Alan Dershowitz - what an ass.
Marginal Democratic candidates certainly benefit from moving to the left on national security issues, but serious candidates--candidates who want to have any realistic chance of prevailing in the general election--must not allow themselves to be pushed, shoved or even nudged away from a strong commitment to national security.He then goes on to disprove his own point:
...Although I am personally opposed to the use of torture, I have no doubt that any president--indeed any leader of a democratic nation--would in fact authorize some forms of torture against a captured terrorist if he believed that this was the only way of securing information necessary to prevent an imminent mass casualty attack. The only dispute is whether he would do so openly with accountability or secretly with deniability. The former seems more consistent with democratic theory, the latter with typical political hypocrisy.

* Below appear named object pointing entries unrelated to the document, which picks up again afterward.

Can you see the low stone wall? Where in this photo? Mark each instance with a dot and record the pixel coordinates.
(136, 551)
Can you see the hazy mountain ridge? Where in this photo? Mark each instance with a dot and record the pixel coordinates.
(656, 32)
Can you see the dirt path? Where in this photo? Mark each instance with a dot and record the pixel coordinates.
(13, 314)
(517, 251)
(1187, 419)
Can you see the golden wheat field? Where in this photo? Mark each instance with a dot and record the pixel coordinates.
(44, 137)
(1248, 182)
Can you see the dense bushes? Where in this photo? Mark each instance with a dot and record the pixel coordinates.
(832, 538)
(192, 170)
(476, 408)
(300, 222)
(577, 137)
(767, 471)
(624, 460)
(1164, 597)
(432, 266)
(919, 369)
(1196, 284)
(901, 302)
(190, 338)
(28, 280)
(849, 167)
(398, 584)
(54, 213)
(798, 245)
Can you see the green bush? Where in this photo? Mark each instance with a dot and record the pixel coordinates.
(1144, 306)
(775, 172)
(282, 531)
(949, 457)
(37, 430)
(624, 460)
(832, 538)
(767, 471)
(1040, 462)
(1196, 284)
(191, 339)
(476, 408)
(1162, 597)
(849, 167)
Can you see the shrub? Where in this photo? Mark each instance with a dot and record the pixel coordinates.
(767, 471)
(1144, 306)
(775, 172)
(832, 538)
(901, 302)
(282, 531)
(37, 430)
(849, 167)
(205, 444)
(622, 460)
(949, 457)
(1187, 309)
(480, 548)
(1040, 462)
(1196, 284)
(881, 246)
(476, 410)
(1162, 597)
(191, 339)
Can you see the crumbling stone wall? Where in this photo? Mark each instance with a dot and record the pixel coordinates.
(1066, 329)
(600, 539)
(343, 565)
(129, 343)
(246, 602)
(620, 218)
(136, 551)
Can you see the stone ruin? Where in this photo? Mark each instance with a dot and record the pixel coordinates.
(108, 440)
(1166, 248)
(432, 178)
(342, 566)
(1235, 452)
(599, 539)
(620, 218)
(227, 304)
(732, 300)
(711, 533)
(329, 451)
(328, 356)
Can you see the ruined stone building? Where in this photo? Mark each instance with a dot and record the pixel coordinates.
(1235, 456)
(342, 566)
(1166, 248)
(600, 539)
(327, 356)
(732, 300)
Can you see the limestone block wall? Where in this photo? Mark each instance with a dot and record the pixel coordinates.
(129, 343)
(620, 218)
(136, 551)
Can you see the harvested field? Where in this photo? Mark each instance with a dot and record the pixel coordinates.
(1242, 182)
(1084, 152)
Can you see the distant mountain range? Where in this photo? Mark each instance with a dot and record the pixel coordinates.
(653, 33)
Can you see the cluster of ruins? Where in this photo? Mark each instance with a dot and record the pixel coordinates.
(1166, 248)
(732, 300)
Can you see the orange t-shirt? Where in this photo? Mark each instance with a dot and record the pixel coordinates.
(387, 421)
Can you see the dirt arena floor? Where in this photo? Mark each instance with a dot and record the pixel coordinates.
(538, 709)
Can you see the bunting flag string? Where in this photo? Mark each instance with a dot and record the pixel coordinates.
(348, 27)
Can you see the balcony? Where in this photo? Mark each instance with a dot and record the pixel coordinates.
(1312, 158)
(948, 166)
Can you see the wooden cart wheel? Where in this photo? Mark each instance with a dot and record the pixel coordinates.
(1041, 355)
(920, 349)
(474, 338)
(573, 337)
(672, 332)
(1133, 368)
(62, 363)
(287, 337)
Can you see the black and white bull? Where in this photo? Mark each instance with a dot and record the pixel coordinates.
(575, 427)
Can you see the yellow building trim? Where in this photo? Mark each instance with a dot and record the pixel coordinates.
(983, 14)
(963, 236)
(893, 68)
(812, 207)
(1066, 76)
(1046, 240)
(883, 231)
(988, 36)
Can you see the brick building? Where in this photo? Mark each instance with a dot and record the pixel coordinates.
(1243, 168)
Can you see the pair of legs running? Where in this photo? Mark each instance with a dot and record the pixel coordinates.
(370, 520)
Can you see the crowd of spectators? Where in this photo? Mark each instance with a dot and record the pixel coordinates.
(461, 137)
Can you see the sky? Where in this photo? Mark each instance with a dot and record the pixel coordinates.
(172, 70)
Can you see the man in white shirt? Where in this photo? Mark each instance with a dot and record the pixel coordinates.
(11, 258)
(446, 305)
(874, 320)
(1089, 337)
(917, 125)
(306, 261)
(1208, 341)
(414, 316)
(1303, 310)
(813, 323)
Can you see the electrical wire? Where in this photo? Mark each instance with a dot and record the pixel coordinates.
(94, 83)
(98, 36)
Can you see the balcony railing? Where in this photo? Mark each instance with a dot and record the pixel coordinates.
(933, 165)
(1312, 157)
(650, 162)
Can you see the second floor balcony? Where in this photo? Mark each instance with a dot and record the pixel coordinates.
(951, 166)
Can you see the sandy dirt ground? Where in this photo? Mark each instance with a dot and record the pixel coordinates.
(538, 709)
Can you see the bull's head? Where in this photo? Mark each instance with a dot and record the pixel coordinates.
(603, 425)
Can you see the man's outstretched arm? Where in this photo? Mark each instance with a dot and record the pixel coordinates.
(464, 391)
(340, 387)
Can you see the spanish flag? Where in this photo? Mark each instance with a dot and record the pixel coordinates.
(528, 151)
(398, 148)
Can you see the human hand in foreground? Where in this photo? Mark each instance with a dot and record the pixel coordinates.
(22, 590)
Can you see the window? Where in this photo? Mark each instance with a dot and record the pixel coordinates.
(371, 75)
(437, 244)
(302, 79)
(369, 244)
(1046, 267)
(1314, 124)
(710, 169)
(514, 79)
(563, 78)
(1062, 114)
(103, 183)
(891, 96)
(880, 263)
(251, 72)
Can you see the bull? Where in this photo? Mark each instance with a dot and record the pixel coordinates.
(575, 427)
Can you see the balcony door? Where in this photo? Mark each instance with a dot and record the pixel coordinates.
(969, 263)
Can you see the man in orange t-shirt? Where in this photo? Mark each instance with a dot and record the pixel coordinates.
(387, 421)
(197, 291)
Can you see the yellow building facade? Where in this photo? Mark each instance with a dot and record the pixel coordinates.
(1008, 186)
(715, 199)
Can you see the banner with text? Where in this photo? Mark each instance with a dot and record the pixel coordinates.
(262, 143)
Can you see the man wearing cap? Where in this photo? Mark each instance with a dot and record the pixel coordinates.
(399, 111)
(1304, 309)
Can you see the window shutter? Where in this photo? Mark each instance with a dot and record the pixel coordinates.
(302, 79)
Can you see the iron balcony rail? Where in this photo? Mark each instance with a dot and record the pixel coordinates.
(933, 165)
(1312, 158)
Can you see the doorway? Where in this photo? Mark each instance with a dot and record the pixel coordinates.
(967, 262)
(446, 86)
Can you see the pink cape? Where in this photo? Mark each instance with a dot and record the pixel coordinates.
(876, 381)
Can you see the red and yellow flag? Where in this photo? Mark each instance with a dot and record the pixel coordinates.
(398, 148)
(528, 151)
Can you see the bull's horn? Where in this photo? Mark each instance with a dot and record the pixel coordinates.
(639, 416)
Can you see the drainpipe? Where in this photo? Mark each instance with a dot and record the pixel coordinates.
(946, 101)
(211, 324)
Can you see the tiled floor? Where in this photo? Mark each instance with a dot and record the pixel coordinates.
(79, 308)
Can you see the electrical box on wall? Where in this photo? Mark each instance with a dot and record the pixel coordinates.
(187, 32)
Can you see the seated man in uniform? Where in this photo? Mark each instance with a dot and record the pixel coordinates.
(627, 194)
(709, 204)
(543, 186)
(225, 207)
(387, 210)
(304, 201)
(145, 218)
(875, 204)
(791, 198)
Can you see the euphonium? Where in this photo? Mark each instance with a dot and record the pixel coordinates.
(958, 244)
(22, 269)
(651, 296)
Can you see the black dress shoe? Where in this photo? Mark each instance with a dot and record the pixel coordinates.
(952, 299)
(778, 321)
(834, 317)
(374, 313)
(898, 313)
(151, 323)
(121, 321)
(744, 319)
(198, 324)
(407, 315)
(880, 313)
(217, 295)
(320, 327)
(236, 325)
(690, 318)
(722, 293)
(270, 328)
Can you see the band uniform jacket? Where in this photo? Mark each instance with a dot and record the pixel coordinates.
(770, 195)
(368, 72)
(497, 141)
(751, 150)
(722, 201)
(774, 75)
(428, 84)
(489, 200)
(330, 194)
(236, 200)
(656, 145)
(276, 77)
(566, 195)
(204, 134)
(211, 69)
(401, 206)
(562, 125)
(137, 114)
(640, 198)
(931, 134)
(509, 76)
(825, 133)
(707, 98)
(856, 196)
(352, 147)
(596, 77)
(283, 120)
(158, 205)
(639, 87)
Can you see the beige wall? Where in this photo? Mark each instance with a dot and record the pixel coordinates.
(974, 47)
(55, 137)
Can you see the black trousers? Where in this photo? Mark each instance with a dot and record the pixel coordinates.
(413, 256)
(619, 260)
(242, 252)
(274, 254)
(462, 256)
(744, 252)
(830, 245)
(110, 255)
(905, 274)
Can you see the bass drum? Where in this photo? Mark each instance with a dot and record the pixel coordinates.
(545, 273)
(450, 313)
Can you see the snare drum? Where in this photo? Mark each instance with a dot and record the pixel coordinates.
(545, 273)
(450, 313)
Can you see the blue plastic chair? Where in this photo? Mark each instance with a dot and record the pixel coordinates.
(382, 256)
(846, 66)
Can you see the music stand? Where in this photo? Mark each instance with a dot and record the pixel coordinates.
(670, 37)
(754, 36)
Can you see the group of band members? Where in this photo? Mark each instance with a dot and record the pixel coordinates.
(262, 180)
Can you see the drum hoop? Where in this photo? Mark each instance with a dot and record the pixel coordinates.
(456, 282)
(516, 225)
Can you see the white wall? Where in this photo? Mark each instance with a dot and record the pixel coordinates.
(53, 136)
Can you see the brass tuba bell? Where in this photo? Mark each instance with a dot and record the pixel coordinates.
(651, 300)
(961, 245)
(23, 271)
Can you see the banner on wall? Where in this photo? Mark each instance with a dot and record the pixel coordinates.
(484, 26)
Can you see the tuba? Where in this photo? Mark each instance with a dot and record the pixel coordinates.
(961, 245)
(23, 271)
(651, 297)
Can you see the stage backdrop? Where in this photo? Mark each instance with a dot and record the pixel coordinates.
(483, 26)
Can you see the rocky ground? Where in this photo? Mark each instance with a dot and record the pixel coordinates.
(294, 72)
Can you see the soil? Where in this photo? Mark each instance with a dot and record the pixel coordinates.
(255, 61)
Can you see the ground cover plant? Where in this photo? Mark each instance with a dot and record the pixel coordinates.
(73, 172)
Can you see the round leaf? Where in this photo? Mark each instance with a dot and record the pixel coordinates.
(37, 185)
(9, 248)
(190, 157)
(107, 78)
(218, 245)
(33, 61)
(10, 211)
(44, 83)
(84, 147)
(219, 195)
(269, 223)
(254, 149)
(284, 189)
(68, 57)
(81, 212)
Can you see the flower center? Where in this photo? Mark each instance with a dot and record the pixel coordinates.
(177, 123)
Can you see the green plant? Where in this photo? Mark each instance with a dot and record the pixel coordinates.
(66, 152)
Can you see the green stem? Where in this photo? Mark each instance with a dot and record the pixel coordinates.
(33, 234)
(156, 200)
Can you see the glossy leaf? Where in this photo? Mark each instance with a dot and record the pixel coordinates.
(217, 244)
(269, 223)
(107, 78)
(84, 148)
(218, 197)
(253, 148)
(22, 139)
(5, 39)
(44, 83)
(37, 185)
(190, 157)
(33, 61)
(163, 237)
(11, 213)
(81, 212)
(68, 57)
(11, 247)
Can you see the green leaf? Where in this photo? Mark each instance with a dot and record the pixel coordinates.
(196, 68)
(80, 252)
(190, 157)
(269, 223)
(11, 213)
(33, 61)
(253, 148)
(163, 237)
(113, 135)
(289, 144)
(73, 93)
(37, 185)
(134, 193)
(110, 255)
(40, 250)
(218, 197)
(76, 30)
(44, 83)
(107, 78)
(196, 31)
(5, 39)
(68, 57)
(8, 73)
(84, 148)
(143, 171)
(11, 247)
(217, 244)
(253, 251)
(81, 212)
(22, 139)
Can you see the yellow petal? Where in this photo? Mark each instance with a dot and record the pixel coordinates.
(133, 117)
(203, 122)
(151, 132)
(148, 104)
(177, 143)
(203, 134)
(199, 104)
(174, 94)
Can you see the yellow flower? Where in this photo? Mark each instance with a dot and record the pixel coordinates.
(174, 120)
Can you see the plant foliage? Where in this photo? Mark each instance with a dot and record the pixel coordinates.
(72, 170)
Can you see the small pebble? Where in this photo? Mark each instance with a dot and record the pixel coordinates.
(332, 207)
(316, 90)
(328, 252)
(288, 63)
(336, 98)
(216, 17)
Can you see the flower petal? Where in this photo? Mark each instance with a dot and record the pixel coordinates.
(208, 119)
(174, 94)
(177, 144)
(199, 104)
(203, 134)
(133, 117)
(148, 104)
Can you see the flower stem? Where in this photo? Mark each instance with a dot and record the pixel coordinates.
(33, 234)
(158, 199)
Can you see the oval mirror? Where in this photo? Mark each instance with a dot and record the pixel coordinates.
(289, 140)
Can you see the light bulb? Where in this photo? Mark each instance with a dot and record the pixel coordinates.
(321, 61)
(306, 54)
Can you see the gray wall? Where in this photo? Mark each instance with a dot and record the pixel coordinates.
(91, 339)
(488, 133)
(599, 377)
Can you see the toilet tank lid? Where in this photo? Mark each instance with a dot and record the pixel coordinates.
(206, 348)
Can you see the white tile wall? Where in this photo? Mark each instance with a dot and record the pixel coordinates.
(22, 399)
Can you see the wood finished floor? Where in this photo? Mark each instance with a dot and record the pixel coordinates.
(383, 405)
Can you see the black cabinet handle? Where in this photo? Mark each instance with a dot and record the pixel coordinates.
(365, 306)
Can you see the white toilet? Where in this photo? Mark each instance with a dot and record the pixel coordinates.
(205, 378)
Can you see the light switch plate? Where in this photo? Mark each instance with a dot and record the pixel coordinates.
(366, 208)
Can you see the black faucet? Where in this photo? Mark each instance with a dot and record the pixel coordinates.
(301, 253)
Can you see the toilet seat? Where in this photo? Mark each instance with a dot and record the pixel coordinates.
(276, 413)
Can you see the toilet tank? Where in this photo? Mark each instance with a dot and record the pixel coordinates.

Recently, Israeli security officials confronted a ticking-bomb situation. Several days before Yom Kippur, they received credible information that a suicide bomber was planning to blow himself up in a crowded synagogue on the holiest day of the Jewish year. After a gun battle in which an Israeli soldier was killed, the commander of the terrorist cell in Nablus was captured. Interrogation led to the location of the suicide bomb in a Tel Aviv apartment. Israel denies that it uses torture and I am aware of no evidence that it did so to extract life-saving information in this case.But what if Alan Dershowitz realised he had just given an actual real counterexample - one where there was a ticking time-bomb and no torture seems to have been used - before going on to posit an entirely unreal "what if"? It's not logic, it's a pavement pizza. Would his brain explode as he realised just what mental farting he was committing to print in the single most well-read forum of the conservative press? This is a man who says he wants a Democrat in the White House and is the self-professed most capable legal mind of our time?
But what if lawful interrogation failed to uncover the whereabouts of the suicide bomber? What other forms of pressure should be employed in this situation?
(Oh - and a quick note for Alan and every conservative who ever breathed - just because Bill Clinton says something stupid, that's no reason for Democrats to roll over and agree with him. Marching in submissive lockstep with the Decider is a Republican trait.)
Meanwhile, ABC has a report on very real, very not ticking time-bomb torture, contracted out to foreign governments by the CIA at the behest of the Bush administration. Cables from CIA personnel to Washington, recently declassified, show clearly that false confessions were wrung by Egyptian interrogators from a known Al Qaeda member by beatings and by effectively burying him alive for 17 hours. The cables were sent a year before the Bush administration began telling the world "torture is never acceptable, nor do we hand over people to countries that do torture."
Knowingly sending someone - even a criminal, even a terrorist - to be tortured is a crime under international and U.S. federal law. That should be the starting point for any debate, not hypothetical time-bombs. Does the U.S. wish to withdraw from those treaties - e.g. the Geneva Conventions, the Convention Against Torture and Other Cruel, Inhuman or Degrading Treatment or Punishment (the Torture Convention), and the International Covenant on Civil and Political Rights - and thus throw out the rule of law in favor of rogue statehood, or doesn't it?
Let's have that debate - and make sure that the nation knows which side of the line the Republicans have chosen to come down on.